Better known as Jacqueline and Augustus, the US-based duo combine an obsession with early experimental music with a bit of a knack for creating swirly psychedelic electronic space age synth pop of their own; with album titles such as Music For Teleportation and Everything Is Light And Sound offering big clues as to the kind of sonic magic they trade in. They’re also absolutely delightful company!

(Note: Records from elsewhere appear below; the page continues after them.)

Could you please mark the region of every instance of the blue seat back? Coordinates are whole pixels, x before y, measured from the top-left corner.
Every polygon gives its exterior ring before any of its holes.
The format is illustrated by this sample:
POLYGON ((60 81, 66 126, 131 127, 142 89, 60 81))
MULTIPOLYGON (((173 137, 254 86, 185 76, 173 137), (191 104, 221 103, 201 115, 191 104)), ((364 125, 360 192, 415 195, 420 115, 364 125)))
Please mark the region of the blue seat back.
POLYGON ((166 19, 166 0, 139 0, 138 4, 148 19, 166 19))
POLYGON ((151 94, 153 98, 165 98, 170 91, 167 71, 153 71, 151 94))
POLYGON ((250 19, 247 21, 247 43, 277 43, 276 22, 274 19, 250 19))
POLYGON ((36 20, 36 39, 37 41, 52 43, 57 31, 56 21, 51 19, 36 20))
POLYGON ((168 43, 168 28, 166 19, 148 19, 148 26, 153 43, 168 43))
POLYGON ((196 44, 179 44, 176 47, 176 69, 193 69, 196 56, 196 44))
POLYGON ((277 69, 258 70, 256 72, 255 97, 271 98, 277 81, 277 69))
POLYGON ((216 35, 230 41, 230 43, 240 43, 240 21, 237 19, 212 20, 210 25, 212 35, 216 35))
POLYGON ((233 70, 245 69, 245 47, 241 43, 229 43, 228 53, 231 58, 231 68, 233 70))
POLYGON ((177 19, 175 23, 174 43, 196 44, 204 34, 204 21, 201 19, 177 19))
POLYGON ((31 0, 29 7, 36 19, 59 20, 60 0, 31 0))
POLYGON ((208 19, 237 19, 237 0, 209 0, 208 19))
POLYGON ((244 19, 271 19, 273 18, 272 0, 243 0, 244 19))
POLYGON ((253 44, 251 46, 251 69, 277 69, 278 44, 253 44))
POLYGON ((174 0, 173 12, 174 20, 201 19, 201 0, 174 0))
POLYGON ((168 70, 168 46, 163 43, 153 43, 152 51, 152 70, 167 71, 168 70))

Over the course of an hour we talk tape loops, accidents and errors, growing up with weird sounds, Radiophonics and the Delia movie, Mystery Science Theatre, David Hasselhoff… It’s get PRETTY nerdy, as you can well. imagine. This is the video interview, but to be honest you’d be doing me a favour by listening to the audio version instead which can be found here. It’s exactly the same content, but without my blurry silhouetted head and endless gesticulating hands that suddenly seem absolutely massive for some reason. Perhaps it’s a perspective thing? Whichever medium you go for, if nerding out about electronic music is your thing, then this series will be very much in your wheelhouse. Dive right in and then go nab yourself some Galaxy Electric vinyl or perhaps one of their highly covetable mugs that would be so perfect for a cup of British tea.
And then just to completely maximise my exposure this month, I’m also chuffed to bits to have a double page spread in this month’s edition of The Wire, discussing the wonderful world of contemporary artists that use tape as a key part of their creative practice, in support of the legendary Aaron Dilloway – a tape loop tinkerer of much repute himself, of course.
Obviously any piece on contemporary explorers in tape can’t really begin without William Basinski, with whom I was lucky enough to go on tour back in 2015 (seems like a very long time ago now, doesn’t it?) and the wonderful Beatriz Ferreyra. But the real joy was discovering so much new music while writing it, such as the work of Australia’s Alexandra Spence and Marsha Fisher from the US. I received quite a few pointers from members of a Facebook group that I’ve subsequently been ejected from (long story), but two of those members were Jacqueline and Augustus, so really my short tenure on those pages proved to be quite fruitful. My only regret was not being able to include George Raynor-Law’s superb Cantonese Tapework, a copy of which was handed to me at the IKLECTIK Experimental Music Fair and that I’ve been blasting ever since. If only I’d come across it a couple of weeks earlier!
IKLECTIKA was incredible, of course, just like we all predicted. So lovely to make new friends, bump into old ones and pick up a bunch of exciting new releases from adventurous new labels. Combine it with the previous weekend’s performances by Tasos Stamou and Left Hand Cuts Off The Right at Cafe Oto and things almost move into the realm of feeling normal again. Fingers crossed it continues. All this weird music is so much more fun when we can all share it together, right?